What Causes This Disorder?
The causes of any type of Obsessive-Compulsive Disorder, both those with psychotic characteristics and those without, are largely unknown. However, there are different hypotheses in this regard, considering that OCD is not due to a single cause but because it has a multifactorial origin.
At a medical and neurological level, through neuroimaging it has been possible to observe the presence of hyperactivation of the frontal lobe and the limbic system, as well as an involvement of the serotonergic systems (which is why drug treatment is usually based on antidepressants in those patients who need it) and dopaminergic. Involvement of the basal ganglia in this disorder has also been observed. Regarding those modalities of Obsessive-Compulsive Disorder with psychotic episodes, it has been observed that the neuroimaging level tends to have a smaller left hippocampus.
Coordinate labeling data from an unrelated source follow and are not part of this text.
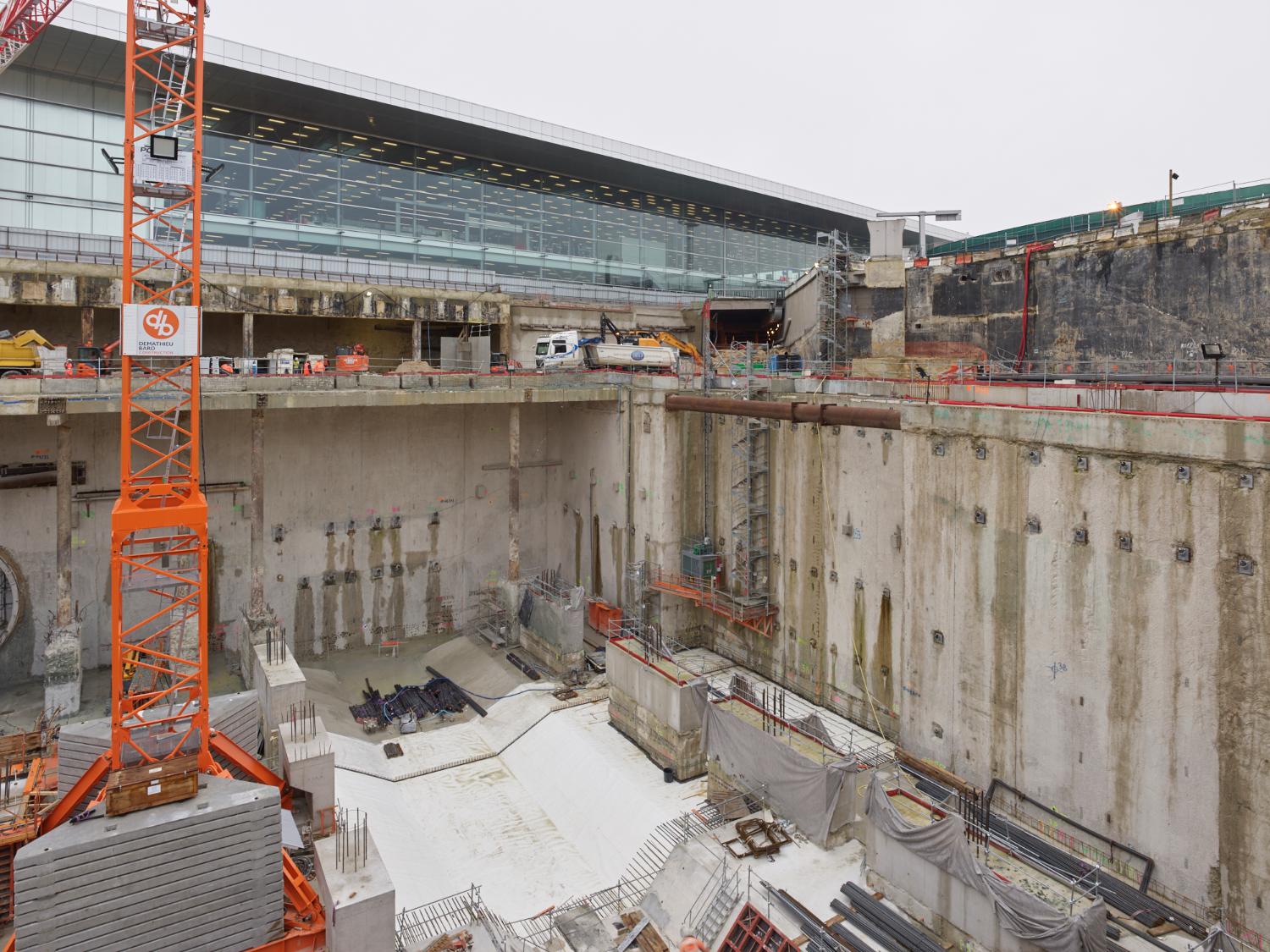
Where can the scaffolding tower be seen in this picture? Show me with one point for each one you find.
(833, 253)
(751, 484)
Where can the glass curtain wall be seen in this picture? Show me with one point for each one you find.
(291, 185)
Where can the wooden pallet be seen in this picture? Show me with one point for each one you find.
(139, 787)
(648, 939)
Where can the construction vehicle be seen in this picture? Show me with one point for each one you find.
(502, 363)
(352, 360)
(568, 348)
(91, 360)
(23, 353)
(667, 339)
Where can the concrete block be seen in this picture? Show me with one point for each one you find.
(309, 763)
(64, 677)
(418, 381)
(360, 899)
(292, 382)
(58, 386)
(279, 685)
(376, 381)
(884, 273)
(201, 873)
(225, 382)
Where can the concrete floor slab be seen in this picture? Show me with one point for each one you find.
(560, 812)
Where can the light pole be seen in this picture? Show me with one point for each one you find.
(954, 215)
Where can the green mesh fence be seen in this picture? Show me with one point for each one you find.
(1091, 221)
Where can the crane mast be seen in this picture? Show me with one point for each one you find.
(159, 523)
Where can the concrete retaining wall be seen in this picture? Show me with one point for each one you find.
(660, 716)
(1102, 674)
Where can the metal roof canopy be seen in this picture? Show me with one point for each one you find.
(86, 41)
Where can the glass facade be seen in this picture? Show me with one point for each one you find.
(290, 185)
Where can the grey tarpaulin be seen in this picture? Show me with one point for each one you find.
(798, 787)
(1020, 913)
(1218, 941)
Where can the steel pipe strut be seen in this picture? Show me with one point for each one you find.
(792, 410)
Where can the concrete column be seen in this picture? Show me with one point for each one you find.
(64, 674)
(257, 604)
(64, 523)
(513, 495)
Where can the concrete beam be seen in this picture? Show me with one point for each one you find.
(102, 396)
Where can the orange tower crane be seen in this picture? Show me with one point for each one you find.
(159, 698)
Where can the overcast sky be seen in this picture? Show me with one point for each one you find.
(1013, 112)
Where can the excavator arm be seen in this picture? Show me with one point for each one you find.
(683, 347)
(30, 337)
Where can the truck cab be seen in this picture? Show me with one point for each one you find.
(559, 349)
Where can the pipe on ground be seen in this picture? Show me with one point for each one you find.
(794, 411)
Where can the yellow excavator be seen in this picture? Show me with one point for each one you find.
(652, 338)
(19, 353)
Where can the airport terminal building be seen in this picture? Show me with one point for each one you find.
(312, 160)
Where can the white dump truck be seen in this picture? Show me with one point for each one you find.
(568, 348)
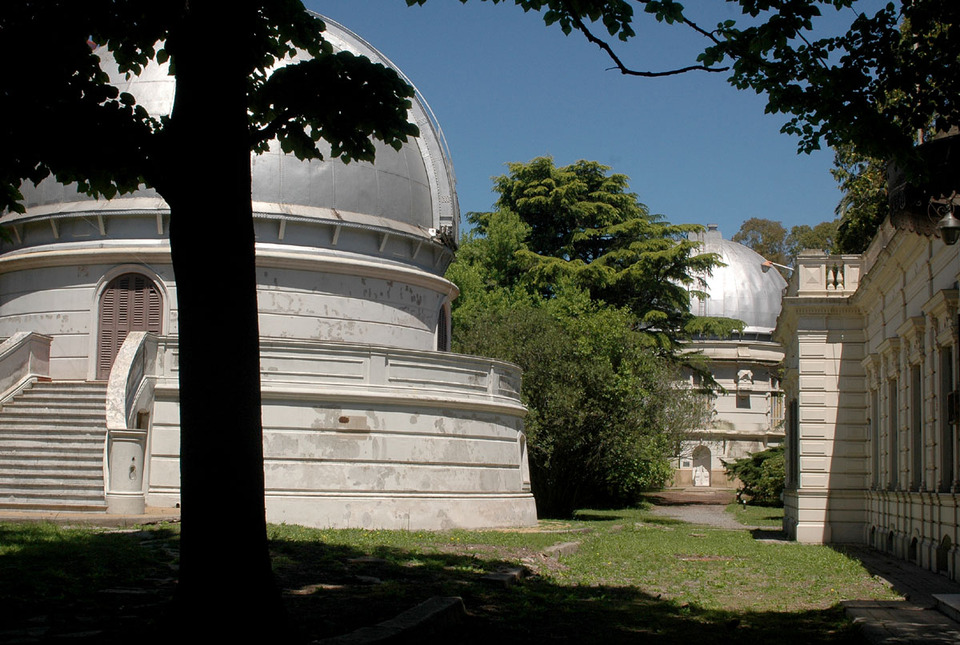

At a psychosocial level, OCD is more frequent in people with a sensitive nature who have received an education or excessively rigid or very permissive, which has generated in them the need to be in control of their own thoughts and behavior. They tend to be hyper-responsible for what happens around them and to have a high level of doubt and / or guilt. Nor is it uncommon to suffer from bullying or some type of abuse that has induced them to need, initially in an adaptive way for them, to control their thoughts. The association with psychotic symptoms may also be due to the suffering of traumas or experiences that have generated a break with reality, together with a predisposition to this type of symptomatology.
An existing hypothesis regarding the functioning of OCD is Mowrer’s bifactorial theory, which proposes that the cycle of obsessions and compulsions is maintained by double conditioning. In the first place, a classical conditioning occurs in which the thought is associated with the anxious response that in turn generates the need to flee from it, and later, through operant conditioning, maintain the avoidance or escape behavior through compulsion. Thus the compulsion is associated with the reduction of immediate discomfort, but does not have an effect on the actual aversive stimulus (the content of the thought). In this way, the appearance of future obsessive thoughts is not prevented but in fact facilitated.
- American Psychiatric Association (2013). Diagnostic and Statistical Manual of Mental Disorders. Fifth edition. DSM-5. Masson, Barcelona.
- Rincón, DA and Salazar, LF (2006). Obsessive-compulsive disorder and psychosis: a schizo-obsessive disorder? Colombian Journal of Psychiatry, 35 (4).
- Toro, E. (1999). Psychotic Forms of OCD. Vertex, Revista Argentina e Psiquiatría; 37: 179-186.
- Yaryura-Tobias, JA & Neziroglu, F- (1997). Obsessive-Compulsive Disorders Spectrum. Washington DC, American Psychiatry Press.